For Notes/Domino administrators, there has always been one question of special mystery: When Domino runs on a Microsoft server operating system, do you need a Windows Server Client Access License (CAL) for each Lotus Notes client? In this tip, contributor Chuck Connell clarifies this conundrum.



For Notes/Domino administrators, there has always been one question of special mystery: When Domino runs on a Microsoft server operating system, do we need a Windows Server Client Access License (CAL) for each Lotus Notes client?

In the past (NT4, Windows 2000), the generally accepted answer to this question among IBM Lotus customers has been "No." The Domino software was considered one "connection" to the underlying operating system, so we did not need to count Lotus Notes clients when counting Windows server connections.

Of course, we always needed valid licenses for the Domino software, the Windows server operating system, the Windows client operating system, and the Lotus Notes software. But few Notes/Domino customers also sent money to Microsoft for a Windows CAL for each Lotus Notes user. That practice now appears to be in error.

I'll start by quoting from the official Microsoft FAQ about Windows Server 2003 licensing:


Question: The End User License Agreement states that CALs are required for access or use of the server software and goes on to list usage examples. If I am using the server in a way that is not listed (e.g., as an application server), do I still need CALs?

Answer: Yes. The list of examples in the License Terms is not exhaustive but is instead meant to illustrate some common uses of the server software. If a device or user is accessing or using the server software, a CAL is required, unless: access is through the Internet and is unauthenticated, or access is to a server running Windows Server 2003 Web Edition, or access or use is by an External User and External Connector licenses are acquired instead of CALs.

Question: Are there any differences between the requirements for CALs in Windows 2000 Server versus CALs in Windows Server 2003 and Windows Server 2003 R2?

Answer: No.

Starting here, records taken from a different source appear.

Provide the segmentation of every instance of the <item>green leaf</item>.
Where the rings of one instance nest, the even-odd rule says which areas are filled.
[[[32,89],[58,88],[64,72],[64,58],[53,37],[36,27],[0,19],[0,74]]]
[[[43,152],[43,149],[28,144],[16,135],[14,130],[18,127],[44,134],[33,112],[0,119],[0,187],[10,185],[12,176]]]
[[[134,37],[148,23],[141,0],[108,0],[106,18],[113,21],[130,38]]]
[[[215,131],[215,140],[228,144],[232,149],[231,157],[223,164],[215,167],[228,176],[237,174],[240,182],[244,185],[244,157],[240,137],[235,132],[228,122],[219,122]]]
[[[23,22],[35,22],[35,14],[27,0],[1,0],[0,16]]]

The Windows Server CAL requirements are the same. What has changed, however, is the language that specifies when a CAL is required. The Windows 2000 Server license agreement defined the product services which required a CAL (e.g., file, print, remote access, terminal services, and authenticated access). In practice, most customer usage of Windows 2000 Server accessed the file services and/or authentication features of the product and therefore required a CAL. Customer feedback indicated that it was difficult to know if a particular usage scenario met those definitions. So, for Windows Server 2003 and Windows Server 2003 R2, Microsoft has provided more specific language to clarify when customers require CALs.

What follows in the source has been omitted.